Nicht nur er hat daran geglaubt, dass es die Stadt Troja wirklich gab. Aber nur er hat nach ihr gegraben und sie gefunden. Heute vor 200 Jahren wurde Heinrich Schliemann geboren.

Heinrich Schliemann war ein knallharter Geschäftsmann, der aber den romantischen Traum hatte, Homers Troja zu finden. Bilder: zvg

Beat Kuhn

Der Trojanische Krieg ist ein bedeutendes Ereignis in der griechischen Mythologie. Auslöser ist die Entführung von Helena, der schönen Ehefrau des Griechen Menelaos, König von Sparta, durch Paris, Sohn des trojanischen Königs Priamos. Um sie zurückzuholen und sich zu rächen, ziehen die vereinten Griechen gegen die Trojaner in den Krieg.

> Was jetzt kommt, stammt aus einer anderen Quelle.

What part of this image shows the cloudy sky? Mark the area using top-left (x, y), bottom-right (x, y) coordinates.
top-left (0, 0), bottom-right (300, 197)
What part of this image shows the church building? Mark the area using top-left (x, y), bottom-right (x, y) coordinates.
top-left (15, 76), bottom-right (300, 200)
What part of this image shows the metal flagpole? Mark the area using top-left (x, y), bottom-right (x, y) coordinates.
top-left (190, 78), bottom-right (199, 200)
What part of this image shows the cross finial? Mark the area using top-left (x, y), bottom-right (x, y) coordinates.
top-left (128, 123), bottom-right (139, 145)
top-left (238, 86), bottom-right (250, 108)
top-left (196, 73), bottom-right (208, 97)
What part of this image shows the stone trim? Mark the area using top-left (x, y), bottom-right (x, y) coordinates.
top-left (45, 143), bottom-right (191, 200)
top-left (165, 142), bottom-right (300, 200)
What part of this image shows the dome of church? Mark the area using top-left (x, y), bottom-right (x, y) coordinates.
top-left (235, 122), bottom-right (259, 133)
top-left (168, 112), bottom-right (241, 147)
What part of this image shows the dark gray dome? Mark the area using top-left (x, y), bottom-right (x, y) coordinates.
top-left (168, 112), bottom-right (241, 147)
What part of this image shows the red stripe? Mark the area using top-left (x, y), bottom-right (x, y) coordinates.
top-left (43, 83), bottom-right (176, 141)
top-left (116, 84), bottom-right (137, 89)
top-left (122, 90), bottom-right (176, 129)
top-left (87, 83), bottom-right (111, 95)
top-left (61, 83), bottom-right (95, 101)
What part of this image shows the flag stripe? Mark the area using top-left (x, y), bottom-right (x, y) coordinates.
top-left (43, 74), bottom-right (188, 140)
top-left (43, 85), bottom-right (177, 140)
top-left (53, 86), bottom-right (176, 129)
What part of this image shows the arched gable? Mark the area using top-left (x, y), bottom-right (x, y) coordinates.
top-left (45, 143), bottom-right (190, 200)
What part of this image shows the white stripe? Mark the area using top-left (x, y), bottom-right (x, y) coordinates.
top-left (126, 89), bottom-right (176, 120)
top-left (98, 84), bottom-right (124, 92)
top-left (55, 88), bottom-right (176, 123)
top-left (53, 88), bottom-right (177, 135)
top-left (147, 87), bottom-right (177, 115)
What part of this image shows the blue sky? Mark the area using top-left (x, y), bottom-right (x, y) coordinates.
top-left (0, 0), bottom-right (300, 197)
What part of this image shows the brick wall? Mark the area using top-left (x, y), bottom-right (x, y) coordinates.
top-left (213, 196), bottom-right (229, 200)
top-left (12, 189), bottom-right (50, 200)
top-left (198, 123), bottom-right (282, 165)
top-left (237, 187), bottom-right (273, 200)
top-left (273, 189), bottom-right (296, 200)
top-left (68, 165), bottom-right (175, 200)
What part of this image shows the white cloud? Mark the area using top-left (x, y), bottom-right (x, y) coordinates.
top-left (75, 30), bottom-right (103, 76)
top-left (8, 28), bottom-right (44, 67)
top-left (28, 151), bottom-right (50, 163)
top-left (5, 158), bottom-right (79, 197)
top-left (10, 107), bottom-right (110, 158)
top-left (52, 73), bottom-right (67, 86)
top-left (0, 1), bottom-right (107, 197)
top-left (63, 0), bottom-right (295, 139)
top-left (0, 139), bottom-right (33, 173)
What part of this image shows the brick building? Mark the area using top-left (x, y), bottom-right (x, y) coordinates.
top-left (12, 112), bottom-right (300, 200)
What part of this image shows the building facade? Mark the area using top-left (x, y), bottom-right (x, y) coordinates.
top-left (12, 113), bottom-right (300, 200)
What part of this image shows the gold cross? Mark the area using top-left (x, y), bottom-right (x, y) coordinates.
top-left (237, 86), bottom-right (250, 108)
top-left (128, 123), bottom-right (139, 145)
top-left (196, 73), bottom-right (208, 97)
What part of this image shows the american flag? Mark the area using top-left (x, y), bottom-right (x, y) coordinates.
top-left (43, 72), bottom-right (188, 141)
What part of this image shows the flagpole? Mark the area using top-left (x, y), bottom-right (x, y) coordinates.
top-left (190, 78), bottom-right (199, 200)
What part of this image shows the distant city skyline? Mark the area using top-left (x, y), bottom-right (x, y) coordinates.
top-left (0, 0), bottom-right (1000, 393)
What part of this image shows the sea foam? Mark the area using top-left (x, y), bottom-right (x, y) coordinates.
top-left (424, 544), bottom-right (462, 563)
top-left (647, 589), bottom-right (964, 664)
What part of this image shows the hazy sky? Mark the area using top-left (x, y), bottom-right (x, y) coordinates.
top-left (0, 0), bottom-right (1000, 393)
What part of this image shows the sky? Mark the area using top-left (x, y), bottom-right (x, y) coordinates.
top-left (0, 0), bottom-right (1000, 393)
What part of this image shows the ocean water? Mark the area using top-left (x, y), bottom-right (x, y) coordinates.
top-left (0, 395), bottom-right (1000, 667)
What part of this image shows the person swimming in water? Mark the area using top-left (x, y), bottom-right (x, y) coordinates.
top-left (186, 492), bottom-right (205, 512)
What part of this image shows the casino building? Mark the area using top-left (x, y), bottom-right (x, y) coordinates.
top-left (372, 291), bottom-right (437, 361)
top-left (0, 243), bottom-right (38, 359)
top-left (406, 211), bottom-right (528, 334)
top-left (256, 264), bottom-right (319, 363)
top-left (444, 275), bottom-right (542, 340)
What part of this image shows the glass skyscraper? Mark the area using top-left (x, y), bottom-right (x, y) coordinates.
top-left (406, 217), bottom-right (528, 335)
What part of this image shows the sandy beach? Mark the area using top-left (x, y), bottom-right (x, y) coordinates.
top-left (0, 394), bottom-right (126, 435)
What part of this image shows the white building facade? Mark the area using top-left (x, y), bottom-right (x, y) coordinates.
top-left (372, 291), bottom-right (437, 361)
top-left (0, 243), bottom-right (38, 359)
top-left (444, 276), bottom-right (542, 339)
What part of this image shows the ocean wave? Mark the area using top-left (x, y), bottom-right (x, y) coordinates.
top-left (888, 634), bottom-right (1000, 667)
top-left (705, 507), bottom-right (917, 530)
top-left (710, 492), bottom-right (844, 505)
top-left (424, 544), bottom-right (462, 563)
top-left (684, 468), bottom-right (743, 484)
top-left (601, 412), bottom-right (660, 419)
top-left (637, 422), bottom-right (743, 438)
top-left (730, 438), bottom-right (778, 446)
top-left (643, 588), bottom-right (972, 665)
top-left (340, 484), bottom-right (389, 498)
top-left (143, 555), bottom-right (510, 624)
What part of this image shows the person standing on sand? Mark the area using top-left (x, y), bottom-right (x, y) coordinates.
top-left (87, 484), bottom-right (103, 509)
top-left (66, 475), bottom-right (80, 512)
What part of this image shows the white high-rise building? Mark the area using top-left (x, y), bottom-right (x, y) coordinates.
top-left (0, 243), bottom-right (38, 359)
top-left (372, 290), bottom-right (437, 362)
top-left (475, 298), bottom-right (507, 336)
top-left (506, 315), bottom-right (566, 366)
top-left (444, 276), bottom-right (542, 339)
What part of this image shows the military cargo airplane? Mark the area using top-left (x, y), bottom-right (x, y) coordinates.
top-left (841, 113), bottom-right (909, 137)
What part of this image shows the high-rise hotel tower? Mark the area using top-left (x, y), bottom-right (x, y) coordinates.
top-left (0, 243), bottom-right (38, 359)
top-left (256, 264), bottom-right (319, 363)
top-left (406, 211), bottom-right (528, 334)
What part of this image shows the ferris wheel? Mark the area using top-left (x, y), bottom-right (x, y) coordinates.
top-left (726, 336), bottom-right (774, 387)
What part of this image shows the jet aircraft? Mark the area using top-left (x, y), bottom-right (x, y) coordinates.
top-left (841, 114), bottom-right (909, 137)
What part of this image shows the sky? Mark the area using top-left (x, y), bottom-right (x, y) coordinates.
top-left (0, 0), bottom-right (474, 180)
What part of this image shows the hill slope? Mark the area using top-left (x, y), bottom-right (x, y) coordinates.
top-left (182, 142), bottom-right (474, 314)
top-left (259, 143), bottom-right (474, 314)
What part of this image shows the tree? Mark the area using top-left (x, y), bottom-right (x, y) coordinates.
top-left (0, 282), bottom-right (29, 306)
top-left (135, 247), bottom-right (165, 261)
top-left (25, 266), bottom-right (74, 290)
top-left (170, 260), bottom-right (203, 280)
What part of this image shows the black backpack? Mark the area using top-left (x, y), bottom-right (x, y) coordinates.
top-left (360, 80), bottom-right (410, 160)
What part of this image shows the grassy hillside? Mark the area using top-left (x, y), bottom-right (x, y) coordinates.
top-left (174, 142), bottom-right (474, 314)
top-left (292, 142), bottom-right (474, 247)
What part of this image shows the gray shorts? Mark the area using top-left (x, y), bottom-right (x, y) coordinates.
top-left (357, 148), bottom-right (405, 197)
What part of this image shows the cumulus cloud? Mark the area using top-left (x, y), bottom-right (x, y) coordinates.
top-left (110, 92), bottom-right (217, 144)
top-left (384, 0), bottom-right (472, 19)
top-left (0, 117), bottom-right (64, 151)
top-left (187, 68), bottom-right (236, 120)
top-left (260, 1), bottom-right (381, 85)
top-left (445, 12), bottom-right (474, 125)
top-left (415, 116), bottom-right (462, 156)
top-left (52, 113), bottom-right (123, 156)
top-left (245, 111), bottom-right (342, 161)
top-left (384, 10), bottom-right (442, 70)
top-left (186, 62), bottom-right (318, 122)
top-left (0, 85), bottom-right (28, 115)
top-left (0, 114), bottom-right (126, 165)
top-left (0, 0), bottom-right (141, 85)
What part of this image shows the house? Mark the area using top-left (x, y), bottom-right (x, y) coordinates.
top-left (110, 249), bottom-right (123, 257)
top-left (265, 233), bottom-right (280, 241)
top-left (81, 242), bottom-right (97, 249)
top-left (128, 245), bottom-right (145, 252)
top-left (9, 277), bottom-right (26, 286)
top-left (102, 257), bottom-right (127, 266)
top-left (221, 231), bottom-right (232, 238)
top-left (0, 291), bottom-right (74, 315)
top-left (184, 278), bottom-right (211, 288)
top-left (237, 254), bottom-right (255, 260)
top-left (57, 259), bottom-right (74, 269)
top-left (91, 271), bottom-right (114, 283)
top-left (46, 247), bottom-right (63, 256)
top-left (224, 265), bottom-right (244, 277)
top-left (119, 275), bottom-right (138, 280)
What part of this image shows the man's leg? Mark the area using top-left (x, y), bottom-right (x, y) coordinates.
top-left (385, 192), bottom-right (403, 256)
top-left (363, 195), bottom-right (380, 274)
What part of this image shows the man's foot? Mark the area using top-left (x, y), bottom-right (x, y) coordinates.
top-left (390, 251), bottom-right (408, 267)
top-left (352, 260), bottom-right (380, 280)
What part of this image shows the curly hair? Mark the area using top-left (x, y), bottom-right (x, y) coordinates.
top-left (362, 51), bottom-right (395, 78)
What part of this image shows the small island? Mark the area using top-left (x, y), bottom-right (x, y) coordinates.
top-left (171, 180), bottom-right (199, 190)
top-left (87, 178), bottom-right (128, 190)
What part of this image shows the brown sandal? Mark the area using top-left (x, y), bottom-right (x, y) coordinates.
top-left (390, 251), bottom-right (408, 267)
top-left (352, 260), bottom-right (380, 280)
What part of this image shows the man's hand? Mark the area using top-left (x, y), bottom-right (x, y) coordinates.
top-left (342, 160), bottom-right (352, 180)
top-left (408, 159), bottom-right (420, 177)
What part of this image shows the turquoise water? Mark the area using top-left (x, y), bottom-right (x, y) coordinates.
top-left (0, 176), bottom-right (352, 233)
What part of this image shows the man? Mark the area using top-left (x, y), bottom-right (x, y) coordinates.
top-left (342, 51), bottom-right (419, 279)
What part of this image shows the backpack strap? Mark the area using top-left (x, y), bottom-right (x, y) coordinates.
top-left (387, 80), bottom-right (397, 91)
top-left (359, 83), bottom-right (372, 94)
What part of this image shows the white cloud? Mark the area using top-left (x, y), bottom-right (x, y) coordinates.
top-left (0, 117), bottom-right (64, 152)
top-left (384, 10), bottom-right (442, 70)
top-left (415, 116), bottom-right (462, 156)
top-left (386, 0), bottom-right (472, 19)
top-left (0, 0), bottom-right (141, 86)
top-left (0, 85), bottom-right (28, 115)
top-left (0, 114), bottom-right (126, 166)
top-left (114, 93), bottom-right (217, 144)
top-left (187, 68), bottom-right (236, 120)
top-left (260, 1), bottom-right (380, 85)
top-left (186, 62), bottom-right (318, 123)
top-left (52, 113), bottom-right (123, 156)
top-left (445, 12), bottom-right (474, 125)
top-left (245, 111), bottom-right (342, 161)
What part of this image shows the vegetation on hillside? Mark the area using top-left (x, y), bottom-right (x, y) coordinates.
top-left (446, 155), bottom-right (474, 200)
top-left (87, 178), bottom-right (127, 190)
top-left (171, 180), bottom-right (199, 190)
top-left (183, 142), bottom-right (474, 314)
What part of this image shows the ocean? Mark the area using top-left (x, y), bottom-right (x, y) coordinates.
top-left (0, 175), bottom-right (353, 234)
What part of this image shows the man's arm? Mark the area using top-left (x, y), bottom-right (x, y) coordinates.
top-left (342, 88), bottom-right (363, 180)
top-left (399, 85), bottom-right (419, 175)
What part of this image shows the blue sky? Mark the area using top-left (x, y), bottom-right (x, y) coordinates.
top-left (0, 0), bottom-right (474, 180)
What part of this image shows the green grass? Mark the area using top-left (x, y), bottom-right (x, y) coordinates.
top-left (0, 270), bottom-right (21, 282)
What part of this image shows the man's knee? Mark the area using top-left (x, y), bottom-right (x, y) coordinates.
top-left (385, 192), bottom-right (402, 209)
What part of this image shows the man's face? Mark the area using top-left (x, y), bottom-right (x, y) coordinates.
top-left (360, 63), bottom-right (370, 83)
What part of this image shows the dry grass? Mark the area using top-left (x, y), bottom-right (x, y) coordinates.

Trotz zehnjähriger Belagerung gelingt es nicht, die Stadt zu erobern. Da verfallen die Griechen auf eine Kriegslist: Sie bauen ein riesiges hölzernes Pferd, in dem sich ihre tapfersten Krieger verstecken, und täuschen vor, dass sie mit ihren Schiffen wegsegeln. Trotz Warnungen aus ihren eigenen Reihe holen sie das Pferd in die Stadt. In der folgenden Nacht klettern die Griechen aus ihrem Versteck und öffnen die Tore für ihre Truppen. So kann Troja doch noch besiegt werden.

 

Für die Antike etwas Reales

Das Epos mit dem Namen Ilias des Dichters Homer schildert entscheidende Szenen während der Belagerung von Troja – oder Ilion, wie es auch genannt wird – durch das Heer der Griechen. Dabei wird allerdings nur von 51 Tagen der zehnjährigen Belagerung berichtet. Die ebenfalls Homer zugeschriebene Odyssee schildert die Abenteuer des Königs Odysseus von Ithaka und seiner Gefährten auf der Heimkehr aus dem Trojanischen Krieg.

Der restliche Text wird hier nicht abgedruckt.